The Senate today confirmed President Obama’s nomination of Derrick Kahala Watson, a federal prosecutor in Honolulu, to serve as a district judge of the United States District Court for the District of Hawaii.
Mr. Watson, 46, will fill a judgeship vacant since June 27, 2012, when District Judge David A. Ezra took senior status. Mr. Watson was originally nominated for the seat on November 13, 2012, but did not receive a confirmation vote by the Senate in the last session of Congress. President Obama renominated him on January 3, 2013.
Mr. Watson had been an assistant U.S. attorney for the District of Hawaii since 2007 and had served as chief of the office’s Civil Division since 2009. He also was as an assistant U.S. attorney in the Northern District of California from 1995 to 2000, serving as deputy chief of the Civil Division.
In between his stints in government service, he worked at Farella Braun & Martel LLP, joining the San Francisco law firm in 2000 and becoming a partner in 2003. He began his legal career at the law firm of Landels, Ripley & Diamond LLP in San Francisco, where he was an associate from 1991 to 1995.

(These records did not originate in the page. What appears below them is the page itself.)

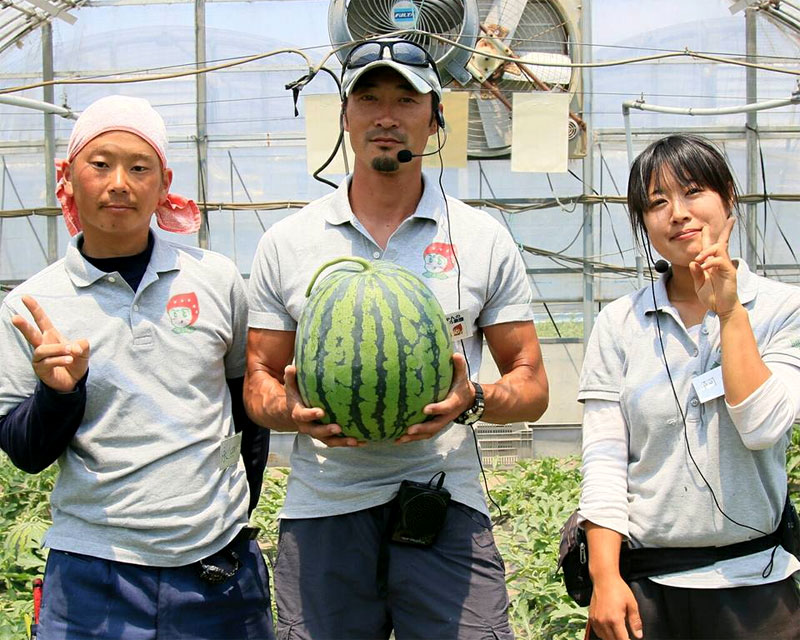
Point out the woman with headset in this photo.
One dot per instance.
(691, 387)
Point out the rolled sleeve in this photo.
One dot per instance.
(767, 414)
(601, 375)
(604, 467)
(267, 306)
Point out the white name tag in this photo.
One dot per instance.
(229, 450)
(709, 385)
(460, 324)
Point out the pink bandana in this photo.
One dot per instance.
(134, 115)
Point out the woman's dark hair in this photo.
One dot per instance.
(691, 159)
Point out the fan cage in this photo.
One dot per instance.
(543, 29)
(373, 18)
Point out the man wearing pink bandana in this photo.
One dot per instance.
(124, 362)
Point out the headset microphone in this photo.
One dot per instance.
(404, 155)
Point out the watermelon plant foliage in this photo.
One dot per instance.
(535, 496)
(372, 348)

Mr. Watson received his A.B. from Harvard College in 1988 and his J.D. from Harvard Law School in 1991. A Hawaiian native, he is a 1984 graduate of the Kamehameha Schools in Honolulu.
The U.S. District Court for the District of Hawaii had 1,065 new case filings in FY 2012. The court is authorized four judgeships and currently has no vacancy.
Federal district court judges, appointed under Article III of the Constitution, are nominated by the president, confirmed by the Senate and serve lifetime appointments upon good behavior.